Il Forno, Grande Oseria, Bottega Italiana in Tula.

It all started with the desire to come to Moscow at the age of 14 and to enter the Kitchen College. By working and working in parallel, I got two expertise in this direction.

Simple homemade delicious dishes in the village in clean air for the whole family.

Any person is associated with the taste of childhood, each on his own.

I don’t have food that I hate cooking – but there are some more patience.

Mamalyga from a fried fish with a grandfather on fishing. Be sure to sheep cheese and her husband.

The candidate for the place of Su-Schuf, who showed me the Crab’s phalanx, reported that the supplier brought flamingo very loudly and emotionally.

I was born in the south of Russia, where wine construction is widely developed.

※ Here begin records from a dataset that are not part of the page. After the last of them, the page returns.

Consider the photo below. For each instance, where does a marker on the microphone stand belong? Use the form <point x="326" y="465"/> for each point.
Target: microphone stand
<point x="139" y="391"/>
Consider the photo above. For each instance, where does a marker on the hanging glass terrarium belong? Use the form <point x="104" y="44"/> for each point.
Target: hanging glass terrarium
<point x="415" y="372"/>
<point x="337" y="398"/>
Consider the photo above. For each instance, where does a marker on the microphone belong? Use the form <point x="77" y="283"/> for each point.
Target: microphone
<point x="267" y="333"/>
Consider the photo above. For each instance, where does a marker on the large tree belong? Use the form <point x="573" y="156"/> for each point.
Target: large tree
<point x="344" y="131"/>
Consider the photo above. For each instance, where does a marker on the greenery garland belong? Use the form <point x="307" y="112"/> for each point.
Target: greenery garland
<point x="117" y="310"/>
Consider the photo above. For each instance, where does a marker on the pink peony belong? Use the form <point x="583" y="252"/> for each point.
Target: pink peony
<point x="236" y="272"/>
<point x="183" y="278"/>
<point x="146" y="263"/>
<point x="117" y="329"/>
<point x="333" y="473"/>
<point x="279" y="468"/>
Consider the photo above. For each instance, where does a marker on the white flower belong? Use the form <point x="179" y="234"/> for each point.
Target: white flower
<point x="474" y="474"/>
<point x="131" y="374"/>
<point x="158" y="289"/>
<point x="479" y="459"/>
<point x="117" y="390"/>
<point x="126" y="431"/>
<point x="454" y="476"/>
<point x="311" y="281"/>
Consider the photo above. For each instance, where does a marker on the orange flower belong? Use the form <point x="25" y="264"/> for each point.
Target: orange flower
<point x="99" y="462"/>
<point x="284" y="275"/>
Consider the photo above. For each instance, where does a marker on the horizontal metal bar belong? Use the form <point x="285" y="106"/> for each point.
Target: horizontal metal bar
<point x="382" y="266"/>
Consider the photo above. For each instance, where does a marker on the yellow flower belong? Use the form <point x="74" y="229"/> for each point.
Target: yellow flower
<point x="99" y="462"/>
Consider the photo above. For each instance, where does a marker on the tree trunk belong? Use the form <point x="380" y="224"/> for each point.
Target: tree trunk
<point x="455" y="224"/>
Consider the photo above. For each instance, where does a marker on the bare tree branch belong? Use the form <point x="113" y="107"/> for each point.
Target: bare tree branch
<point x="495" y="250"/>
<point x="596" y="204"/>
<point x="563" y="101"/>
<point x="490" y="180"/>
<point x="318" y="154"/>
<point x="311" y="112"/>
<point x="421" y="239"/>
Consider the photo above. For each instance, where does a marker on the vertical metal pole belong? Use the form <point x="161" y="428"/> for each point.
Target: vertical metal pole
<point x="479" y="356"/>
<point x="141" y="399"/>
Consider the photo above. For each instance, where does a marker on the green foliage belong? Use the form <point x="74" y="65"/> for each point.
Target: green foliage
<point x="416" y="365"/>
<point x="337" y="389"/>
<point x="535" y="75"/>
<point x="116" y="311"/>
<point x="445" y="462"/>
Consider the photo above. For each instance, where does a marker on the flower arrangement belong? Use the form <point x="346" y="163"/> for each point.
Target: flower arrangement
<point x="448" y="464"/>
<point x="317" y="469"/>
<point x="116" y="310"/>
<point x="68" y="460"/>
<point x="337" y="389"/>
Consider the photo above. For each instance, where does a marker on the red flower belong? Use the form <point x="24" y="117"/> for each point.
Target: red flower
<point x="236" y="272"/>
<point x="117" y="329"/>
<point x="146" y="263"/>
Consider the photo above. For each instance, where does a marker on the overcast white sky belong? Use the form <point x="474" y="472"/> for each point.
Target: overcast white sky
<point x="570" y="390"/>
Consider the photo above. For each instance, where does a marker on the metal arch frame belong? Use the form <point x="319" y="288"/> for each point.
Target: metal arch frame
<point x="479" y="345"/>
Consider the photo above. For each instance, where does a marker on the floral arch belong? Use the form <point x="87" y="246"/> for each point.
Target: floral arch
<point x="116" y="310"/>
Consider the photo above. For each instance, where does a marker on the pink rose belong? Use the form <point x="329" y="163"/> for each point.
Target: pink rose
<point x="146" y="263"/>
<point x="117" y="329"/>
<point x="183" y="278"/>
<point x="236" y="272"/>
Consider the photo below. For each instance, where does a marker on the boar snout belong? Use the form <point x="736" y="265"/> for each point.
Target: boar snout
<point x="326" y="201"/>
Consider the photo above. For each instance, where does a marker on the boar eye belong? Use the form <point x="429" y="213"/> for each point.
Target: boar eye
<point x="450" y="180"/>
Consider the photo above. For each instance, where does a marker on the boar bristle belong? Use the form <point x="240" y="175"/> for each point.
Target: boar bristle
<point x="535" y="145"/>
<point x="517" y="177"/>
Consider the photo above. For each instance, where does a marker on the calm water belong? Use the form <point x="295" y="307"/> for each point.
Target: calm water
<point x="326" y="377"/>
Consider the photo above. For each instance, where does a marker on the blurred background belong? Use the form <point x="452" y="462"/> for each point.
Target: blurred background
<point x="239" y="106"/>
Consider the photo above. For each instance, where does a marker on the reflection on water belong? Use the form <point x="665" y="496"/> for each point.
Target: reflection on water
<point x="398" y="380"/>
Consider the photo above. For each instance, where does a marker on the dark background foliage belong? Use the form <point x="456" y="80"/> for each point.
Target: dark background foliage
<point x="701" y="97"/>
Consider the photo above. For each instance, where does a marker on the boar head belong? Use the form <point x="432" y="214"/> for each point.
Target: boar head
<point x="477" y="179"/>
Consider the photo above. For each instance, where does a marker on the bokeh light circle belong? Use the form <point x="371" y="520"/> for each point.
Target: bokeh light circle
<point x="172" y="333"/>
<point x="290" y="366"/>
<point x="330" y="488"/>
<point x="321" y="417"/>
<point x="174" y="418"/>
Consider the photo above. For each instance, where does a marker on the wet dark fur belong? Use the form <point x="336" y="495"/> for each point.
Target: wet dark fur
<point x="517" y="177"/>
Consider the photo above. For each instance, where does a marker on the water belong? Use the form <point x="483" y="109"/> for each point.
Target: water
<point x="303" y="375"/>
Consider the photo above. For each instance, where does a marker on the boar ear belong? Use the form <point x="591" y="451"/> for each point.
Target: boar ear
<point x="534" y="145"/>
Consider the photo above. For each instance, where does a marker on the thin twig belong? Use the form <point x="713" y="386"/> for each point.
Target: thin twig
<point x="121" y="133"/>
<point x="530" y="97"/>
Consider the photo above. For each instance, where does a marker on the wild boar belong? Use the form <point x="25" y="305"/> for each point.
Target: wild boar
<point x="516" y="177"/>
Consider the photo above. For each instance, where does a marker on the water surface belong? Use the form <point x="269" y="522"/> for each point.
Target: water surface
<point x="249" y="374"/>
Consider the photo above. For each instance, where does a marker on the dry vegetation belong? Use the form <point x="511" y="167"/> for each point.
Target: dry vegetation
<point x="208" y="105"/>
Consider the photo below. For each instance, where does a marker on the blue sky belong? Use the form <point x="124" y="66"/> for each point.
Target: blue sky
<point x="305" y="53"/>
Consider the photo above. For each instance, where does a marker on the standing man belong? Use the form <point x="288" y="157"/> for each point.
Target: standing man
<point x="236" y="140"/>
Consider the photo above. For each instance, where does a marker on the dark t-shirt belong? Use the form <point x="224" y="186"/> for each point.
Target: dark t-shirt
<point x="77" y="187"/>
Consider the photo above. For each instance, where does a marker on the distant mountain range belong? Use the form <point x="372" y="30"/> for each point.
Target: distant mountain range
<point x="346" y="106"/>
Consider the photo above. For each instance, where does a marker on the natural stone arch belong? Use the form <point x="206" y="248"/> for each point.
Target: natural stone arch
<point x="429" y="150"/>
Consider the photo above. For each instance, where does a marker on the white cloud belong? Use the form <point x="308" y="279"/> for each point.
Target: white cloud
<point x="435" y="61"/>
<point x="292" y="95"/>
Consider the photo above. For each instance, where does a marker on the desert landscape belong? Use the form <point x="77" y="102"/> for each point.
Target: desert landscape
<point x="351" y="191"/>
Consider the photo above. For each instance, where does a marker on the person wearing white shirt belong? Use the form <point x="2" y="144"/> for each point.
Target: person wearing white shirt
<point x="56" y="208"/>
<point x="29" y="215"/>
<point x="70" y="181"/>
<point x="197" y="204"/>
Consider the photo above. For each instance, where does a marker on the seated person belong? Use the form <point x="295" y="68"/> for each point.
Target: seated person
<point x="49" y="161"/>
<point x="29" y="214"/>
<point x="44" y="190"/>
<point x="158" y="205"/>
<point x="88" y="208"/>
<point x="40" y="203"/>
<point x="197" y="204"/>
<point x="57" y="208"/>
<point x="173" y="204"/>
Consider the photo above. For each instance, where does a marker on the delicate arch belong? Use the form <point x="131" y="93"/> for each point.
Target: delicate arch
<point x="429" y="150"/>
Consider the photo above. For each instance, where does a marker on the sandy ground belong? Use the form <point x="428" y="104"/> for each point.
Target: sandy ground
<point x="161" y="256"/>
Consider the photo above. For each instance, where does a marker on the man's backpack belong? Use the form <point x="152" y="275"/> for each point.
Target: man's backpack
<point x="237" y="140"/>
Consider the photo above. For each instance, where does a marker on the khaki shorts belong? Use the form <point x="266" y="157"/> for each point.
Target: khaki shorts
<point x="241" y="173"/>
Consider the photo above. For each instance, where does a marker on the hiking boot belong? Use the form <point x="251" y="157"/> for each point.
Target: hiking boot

My grandmother had her own bond, and one of the favorite dishes was a stuffing from Young Grapes.

Chief, carrots and onions faster than all of them, but know how to combine pleasures, the restaurant menu introduces dishes, organizes the work of businesses, working from others. Very interesting and incredibly difficult. Not only a manager employee, you have the opportunity to embody your ideas.

Recently, I am not digesting carrots.

Because the food does not only give a feeling of saturation, but also gives emotions.

It is difficult to evaluate and distinguish your dishes that are prepared too much. But I always recommend that you try our dishes from raw sections – fish, sevich, takaki or sketch we cook in different textures.

Go through a motorcycle and take a motorcycle trip in Russia and CIS countries for a week.
Source: People Talk

Errol Villanueva is an author and lifestyle journalist who writes for The Fashion Vibes. With a passion for exploring the latest trends in fashion, food, travel, and wellness, Errol’s articles are a must-read for anyone interested in living a stylish and fulfilling life.